It might be clichéd to describe Berlioz’ 1837 Requiem (pointedly titled Grand Messe des morts) as monumental. It would be hard, however, to think of any other word so apt for a work whose performance required three different choruses atop an orchestra so large that it was already straining the limits of the Müpa’s stage. Before Wagnerian grandeur with its own earth-shaking, ear-splitting tempest of brass and vocal monumentality, there was, as this performance made very clear, Hector Berlioz.

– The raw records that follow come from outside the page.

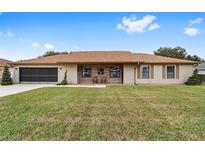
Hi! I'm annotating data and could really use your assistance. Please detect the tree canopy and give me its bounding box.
[154,46,203,62]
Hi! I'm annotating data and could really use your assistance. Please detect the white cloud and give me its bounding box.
[88,36,93,40]
[19,37,33,44]
[189,18,204,26]
[7,30,14,37]
[44,43,54,50]
[184,28,200,36]
[31,42,40,49]
[148,23,160,31]
[19,37,41,49]
[73,45,80,50]
[117,15,157,33]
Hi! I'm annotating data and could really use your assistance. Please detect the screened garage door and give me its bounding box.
[19,67,58,82]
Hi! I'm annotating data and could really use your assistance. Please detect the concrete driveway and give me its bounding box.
[0,84,106,97]
[0,84,54,97]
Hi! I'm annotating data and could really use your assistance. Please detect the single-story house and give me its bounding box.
[11,51,197,84]
[196,62,205,75]
[0,58,13,81]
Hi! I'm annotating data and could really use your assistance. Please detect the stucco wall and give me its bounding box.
[136,65,193,84]
[123,64,135,84]
[13,64,77,83]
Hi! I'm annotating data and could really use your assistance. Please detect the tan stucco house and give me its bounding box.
[0,58,13,81]
[11,51,196,84]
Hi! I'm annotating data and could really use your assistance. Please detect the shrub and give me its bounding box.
[1,65,13,86]
[185,69,201,85]
[60,70,68,85]
[199,74,205,82]
[92,75,98,83]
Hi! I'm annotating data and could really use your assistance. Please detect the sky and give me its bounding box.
[0,12,205,61]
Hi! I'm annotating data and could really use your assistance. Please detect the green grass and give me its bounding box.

The Hungarian NPO, Honvéd Male Choir, Hungarian Radio and Hungarian National Choirs
© János Posztós, Müpa Budapest

Originally commissioned by the French Ministry of the Interior to commemorate the victims of the 1830 July Revolution, then repurposed as a memorial for the recently slain General Damrémont and the soldiers fallen at the Siege of Constantine, Berlioz’ Grand Messe saw its triumphant premiere at Les Invalides on 5th December 1837. Indeed, it’s hard to listen to it now not thinking about how Berlioz must have crafted the music to fill out the great space of the Dôme des Invalides. Characterised by an overwhelming intensity that rarely lets the listener breathe, the work is less of a pious commemoration of the dead, and more a glorious exercise in building a vast sonic edifice. Masterful in its use of dramatic vocal and instrumental colour, it seems to want to go pointedly against textual and musical expectations and traditions in more than just its title: the Dies irae builds to its climax from a quiet and haunting start, while the Lacrimosa is grandiose and forceful. There is only one soloist, appearing for a single movement, the rest of the vocal performance being handled by the gigantic choir.

Howard Williams
© János Posztós, Müpa Budapest

Under the baton of Howard Williams, the combined forces of the Hungarian National Philharmonic Orchestra, the Hungarian National Choir, the Hungarian Radio Choir, and the Honvéd Male Choir rose admirably to the challenge of tackling Berlioz’ behemoth. Beside the jagged, angular beginning of the opening movement, Williams impressed with his sure-handed, secure leadership, delivering a precise, stirring rendering of the score. Crucially, he managed to keep orchestra and chorus in their precarious balance: other than towards the end of Lacrimosa, where the orchestra became overpowering, neither force overwhelmed the other, a considerable feat given the size and regular volume of the various participants. The enlarged brass section, placed around the concert hall in fours, deserves high praise for their visceral, powerful performance through the evening; the opening of Tuba mirum was nothing sort of soul-shaking. The rest of the HNPO was equally worthy of applause, bringing the complex texture of Berlioz’ score vividly to life: the evocatively eerie, dark tones of the cellos during Dies irae were a memorable highlight, as well as the glowing, open warmth of the strings during the Offertorium.

The Hungarian National Philharmonic Orchestra brass
© János Posztós, Müpa Budapest

But the joined forces of the three choirs must be hailed as the stars of the evening, performing the work with utter commitment to its dramatic intensity (marred by only slight diction issues). From the haunting chants of the basses in the Kyrie through the moving Ingemisco and the solemn Hostias (a short but resplendent section for the men’s choir), to the ethereal Sanctus, the choral performances were nothing short of ravishing, giving full voice to the grand Romantic beauty and terror of Berlioz’ work. Crowned by a crystal-toned, lyrical rendering of the Sanctus by tenor Andrew Staples, this rare Hungarian performance made for a remarkable presentation of Berlioz’ grand opus.